The gram sabha resolutions, especially in seventy villages in Surjagad, have highlighted Raut’s participation in their agitations. “He first came to us as a part of the PMRD fellowship in 2013. He would visit every village with other government officials and meticulously note down grievances and parallelly also research on several village and state-level policies that could come to our rescue. His work in the formative years helped us build our struggles in the coming days,” said Lalsu Nogoti, another zila parishad member from Bhamragad and an activist-cum-lawyer who has been working on issues of human rights violations here.
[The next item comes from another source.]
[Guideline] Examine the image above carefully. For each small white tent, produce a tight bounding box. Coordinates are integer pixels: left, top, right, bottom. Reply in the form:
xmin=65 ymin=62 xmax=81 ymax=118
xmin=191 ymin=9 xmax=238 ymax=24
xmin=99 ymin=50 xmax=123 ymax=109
Besides the implementation of the PESA laws, which the villagers consider as their essential legislature to ensure Adivasi autonomy, several blocks in the Gadchiroli district have been engaging in tendu patta collection, with little or no involvement of middlemen since last year. “This way the farmers have managed to get appropriate prices for their produce and also exploitation has been reduced to a large extent,” Gota adds. Raut and other tribal leaders were at the forefront fighting the middlemen and the state to ensure the tribal farmers get their due.

While this was Raut’s first arrest, he has on several occasions been picked up and harassed by the police. Months before his arrest his passport was confiscated.

Raut was arrested along with four others: senior lawyer from Nagpur Surendra Gadling, senior Dalit rights activist Sudhir Dhawale, campaigner for the release of political prisoners Rona Wilson and retired professor from Nagpur University Shoma Sen. In the beginning, these arrests were claimed to be made for their alleged involvement in the targeted violence that was unleashed on the Dalit and other Ambedkarite communities visiting Bhima Koregaon in the outskirts of Pune on January 1. However, the police later claimed that these arrested persons allegedly have deep contacts in the Naxal movement and have been working as urban cadres in the movement.

Their arrests were made as per the FIR registered on 9 January 2018, days after the initial FIR that was registered against two senior Hindutva leaders Milind Ekbote and Manohar alias Sambhaji Bhide. While Ekbote was released on bail, Bhide never faced arrest.